Il est donc justifié que le défaut de paiement persistant entraîne le prononcé de la résiliation judiciaire du bail conclu entre les partie, le jugement étant confirmé en ce qu’il a jugé à ce titre.
Si au regard de l’évolution du litige, les demandes formées par Mme [M] [R] ne peuvent être déclarées irrecevables comme nouvelles en appel, la solution donnée au litige conduit à rejeter sa demande de réintégration dans les lieux et d’indemnisation qu’elle présente.
Faute de justifier d’avoir laissé des effets personnels dans les lieux(cf. son bordereau de communication de pièces) et d’une mise en demeure préalable d’avoir à les restituer adressée à la bailleresse, Mme [M] [R] sera déboutée de sa demande de restitution sous astreinte.
Le droit de défendre ses intérêts en justice ne dégénère en abus de nature à justifier l’allocation de dommages-intérêts qu’en cas d’une attitude fautive génératrice d’un dommage, la mauvaise foi, l’intention de nuire ou une erreur grossière sur ses droits.

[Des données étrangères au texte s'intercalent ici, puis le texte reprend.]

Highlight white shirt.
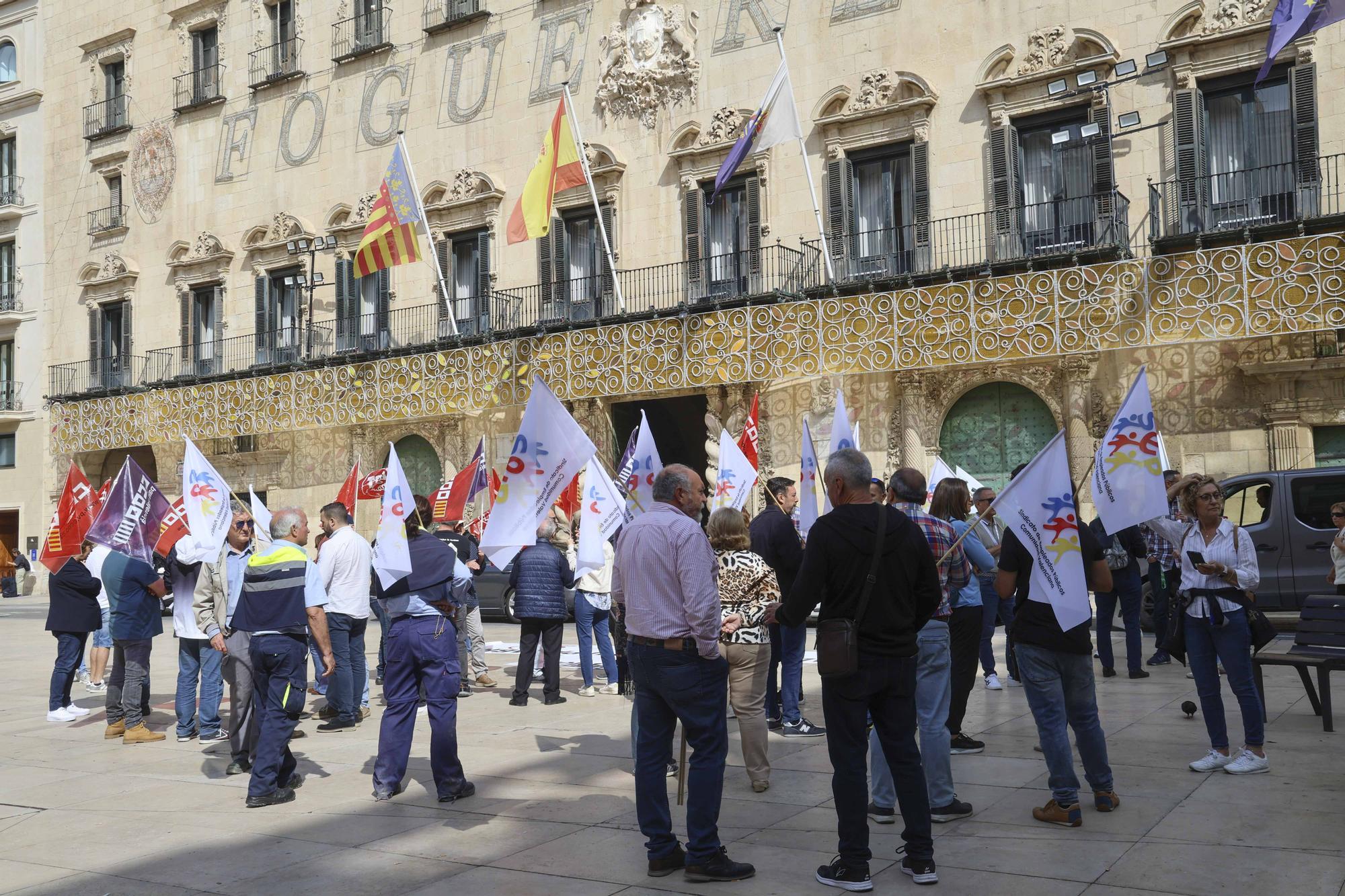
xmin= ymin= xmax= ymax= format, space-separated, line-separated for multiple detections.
xmin=1145 ymin=517 xmax=1260 ymax=618
xmin=317 ymin=526 xmax=374 ymax=619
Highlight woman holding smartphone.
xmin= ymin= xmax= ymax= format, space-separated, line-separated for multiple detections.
xmin=1145 ymin=474 xmax=1270 ymax=775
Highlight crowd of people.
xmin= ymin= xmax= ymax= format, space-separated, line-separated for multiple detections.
xmin=36 ymin=450 xmax=1275 ymax=891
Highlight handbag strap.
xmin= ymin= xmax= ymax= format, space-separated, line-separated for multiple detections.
xmin=854 ymin=505 xmax=888 ymax=626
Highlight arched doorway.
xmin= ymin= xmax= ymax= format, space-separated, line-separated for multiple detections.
xmin=939 ymin=382 xmax=1060 ymax=490
xmin=397 ymin=436 xmax=444 ymax=498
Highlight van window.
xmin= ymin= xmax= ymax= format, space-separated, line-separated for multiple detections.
xmin=1289 ymin=477 xmax=1345 ymax=530
xmin=1224 ymin=479 xmax=1275 ymax=526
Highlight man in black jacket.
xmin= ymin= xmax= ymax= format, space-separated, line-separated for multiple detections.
xmin=768 ymin=448 xmax=940 ymax=891
xmin=748 ymin=477 xmax=827 ymax=737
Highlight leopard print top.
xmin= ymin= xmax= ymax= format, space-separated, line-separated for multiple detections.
xmin=714 ymin=551 xmax=780 ymax=645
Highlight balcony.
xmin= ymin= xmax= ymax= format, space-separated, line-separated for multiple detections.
xmin=804 ymin=190 xmax=1130 ymax=284
xmin=172 ymin=65 xmax=225 ymax=113
xmin=332 ymin=7 xmax=393 ymax=62
xmin=89 ymin=206 xmax=126 ymax=237
xmin=144 ymin=325 xmax=332 ymax=384
xmin=247 ymin=38 xmax=305 ymax=90
xmin=47 ymin=355 xmax=145 ymax=398
xmin=424 ymin=0 xmax=491 ymax=34
xmin=1149 ymin=153 xmax=1345 ymax=249
xmin=85 ymin=93 xmax=130 ymax=140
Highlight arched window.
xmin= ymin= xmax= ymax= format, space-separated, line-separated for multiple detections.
xmin=0 ymin=40 xmax=19 ymax=83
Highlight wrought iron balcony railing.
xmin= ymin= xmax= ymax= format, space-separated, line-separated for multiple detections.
xmin=804 ymin=190 xmax=1130 ymax=284
xmin=332 ymin=7 xmax=393 ymax=62
xmin=85 ymin=93 xmax=130 ymax=140
xmin=424 ymin=0 xmax=491 ymax=34
xmin=89 ymin=206 xmax=126 ymax=237
xmin=0 ymin=175 xmax=23 ymax=206
xmin=47 ymin=355 xmax=145 ymax=398
xmin=1149 ymin=153 xmax=1345 ymax=243
xmin=172 ymin=63 xmax=225 ymax=112
xmin=0 ymin=379 xmax=23 ymax=411
xmin=247 ymin=38 xmax=304 ymax=90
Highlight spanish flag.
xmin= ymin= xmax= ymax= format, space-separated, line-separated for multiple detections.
xmin=508 ymin=97 xmax=585 ymax=243
xmin=355 ymin=142 xmax=424 ymax=277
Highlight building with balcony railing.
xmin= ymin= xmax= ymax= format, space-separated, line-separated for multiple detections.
xmin=46 ymin=0 xmax=1345 ymax=554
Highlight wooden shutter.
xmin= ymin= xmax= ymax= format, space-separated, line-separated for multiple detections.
xmin=1167 ymin=89 xmax=1209 ymax=233
xmin=682 ymin=186 xmax=705 ymax=284
xmin=902 ymin=140 xmax=931 ymax=272
xmin=1289 ymin=62 xmax=1321 ymax=218
xmin=827 ymin=156 xmax=854 ymax=259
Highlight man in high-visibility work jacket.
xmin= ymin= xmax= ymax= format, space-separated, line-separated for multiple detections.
xmin=233 ymin=507 xmax=336 ymax=809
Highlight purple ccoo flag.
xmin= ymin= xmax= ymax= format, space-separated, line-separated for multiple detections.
xmin=1256 ymin=0 xmax=1345 ymax=83
xmin=85 ymin=458 xmax=172 ymax=564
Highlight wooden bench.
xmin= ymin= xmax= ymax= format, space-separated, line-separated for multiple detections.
xmin=1254 ymin=595 xmax=1345 ymax=731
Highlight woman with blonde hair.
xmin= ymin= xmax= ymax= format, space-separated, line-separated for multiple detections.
xmin=705 ymin=507 xmax=780 ymax=794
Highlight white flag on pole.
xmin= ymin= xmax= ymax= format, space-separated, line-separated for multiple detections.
xmin=991 ymin=429 xmax=1092 ymax=631
xmin=374 ymin=442 xmax=412 ymax=588
xmin=1092 ymin=367 xmax=1167 ymax=533
xmin=799 ymin=418 xmax=818 ymax=538
xmin=176 ymin=437 xmax=234 ymax=564
xmin=482 ymin=376 xmax=594 ymax=569
xmin=710 ymin=429 xmax=756 ymax=510
xmin=625 ymin=410 xmax=663 ymax=518
xmin=574 ymin=458 xmax=633 ymax=579
xmin=247 ymin=483 xmax=270 ymax=545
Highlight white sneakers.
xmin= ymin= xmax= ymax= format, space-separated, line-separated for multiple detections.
xmin=1190 ymin=747 xmax=1270 ymax=775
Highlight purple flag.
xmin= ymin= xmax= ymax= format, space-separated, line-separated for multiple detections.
xmin=1256 ymin=0 xmax=1345 ymax=83
xmin=86 ymin=456 xmax=172 ymax=564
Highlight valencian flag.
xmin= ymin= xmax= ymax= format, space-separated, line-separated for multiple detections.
xmin=508 ymin=97 xmax=586 ymax=243
xmin=1254 ymin=0 xmax=1345 ymax=81
xmin=355 ymin=142 xmax=424 ymax=277
xmin=85 ymin=456 xmax=172 ymax=564
xmin=38 ymin=462 xmax=95 ymax=572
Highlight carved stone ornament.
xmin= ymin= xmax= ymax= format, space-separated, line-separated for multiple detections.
xmin=597 ymin=0 xmax=701 ymax=128
xmin=128 ymin=121 xmax=178 ymax=223
xmin=1018 ymin=26 xmax=1073 ymax=75
xmin=695 ymin=106 xmax=746 ymax=147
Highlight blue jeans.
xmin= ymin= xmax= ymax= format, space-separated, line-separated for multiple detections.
xmin=765 ymin=623 xmax=808 ymax=725
xmin=47 ymin=631 xmax=89 ymax=712
xmin=627 ymin=642 xmax=729 ymax=865
xmin=869 ymin=619 xmax=958 ymax=809
xmin=176 ymin=638 xmax=225 ymax=737
xmin=1185 ymin=610 xmax=1266 ymax=749
xmin=976 ymin=576 xmax=1018 ymax=672
xmin=822 ymin=653 xmax=931 ymax=868
xmin=1096 ymin=578 xmax=1145 ymax=671
xmin=574 ymin=591 xmax=616 ymax=688
xmin=1014 ymin=645 xmax=1112 ymax=806
xmin=327 ymin=614 xmax=369 ymax=721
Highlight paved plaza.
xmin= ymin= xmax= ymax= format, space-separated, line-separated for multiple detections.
xmin=0 ymin=596 xmax=1345 ymax=896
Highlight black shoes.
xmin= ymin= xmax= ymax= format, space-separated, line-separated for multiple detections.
xmin=816 ymin=856 xmax=873 ymax=893
xmin=686 ymin=846 xmax=756 ymax=884
xmin=869 ymin=803 xmax=897 ymax=825
xmin=650 ymin=845 xmax=686 ymax=877
xmin=438 ymin=780 xmax=476 ymax=803
xmin=317 ymin=719 xmax=359 ymax=733
xmin=245 ymin=787 xmax=295 ymax=809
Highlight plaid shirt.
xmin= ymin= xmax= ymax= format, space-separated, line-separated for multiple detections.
xmin=1141 ymin=501 xmax=1178 ymax=569
xmin=892 ymin=501 xmax=971 ymax=619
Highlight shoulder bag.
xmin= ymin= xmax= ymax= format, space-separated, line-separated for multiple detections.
xmin=816 ymin=505 xmax=888 ymax=678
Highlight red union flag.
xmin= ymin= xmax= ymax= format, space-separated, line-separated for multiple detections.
xmin=355 ymin=467 xmax=387 ymax=501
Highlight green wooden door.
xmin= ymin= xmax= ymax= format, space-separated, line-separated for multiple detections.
xmin=939 ymin=382 xmax=1059 ymax=490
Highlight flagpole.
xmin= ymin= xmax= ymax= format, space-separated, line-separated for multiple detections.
xmin=397 ymin=130 xmax=457 ymax=336
xmin=775 ymin=26 xmax=837 ymax=282
xmin=561 ymin=81 xmax=625 ymax=317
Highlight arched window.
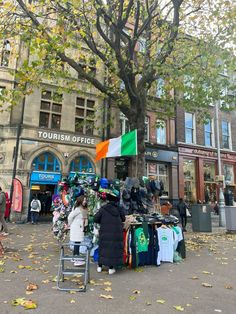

Une telle preuve n’est pas rapportée à l’encontre de l’appelante et la demande de dommages-intérêts formée par l’intimée doit être rejetée.
Partie perdante, Mme [M] [R] sera condamnée aux dépens d’appel et dans les termes du dispositif sur le fondement de l’article 700 du code de procédure civile, le jugement étant confirmé en ce qu’il a jugé de ces chefs.
PAR CES MOTIFS
La cour, statuant par arrêt contradictoire et en dernier ressort,
Vu l’évolution du litige,
Confirme le jugement rendu le 13 janvier 2023 sauf en ce qu’il a condamné Mme [M] [R] à payer à Mme [H] [L] la somme de 36 753 euros au titre de l’arriéré de loyers et charges arrêté au 22 novembre 2022 (échéance de novembre 2022 incluse) avec intérêt au taux légal à compter de l’assignation à hauteur de 20 953 euros et à compter de la présente décision pour le surplus,
Y ajoutant,
Condamne Mme [M] [R] à payer à Mme [H] [L] la somme de 1 000 euros en application des dispositions de l’article 700 du code de procédure civile en cause d’appel,
Rejette toute autre demande,
Dit que Mme [M] [R] supportera la charge des dépens d’appel.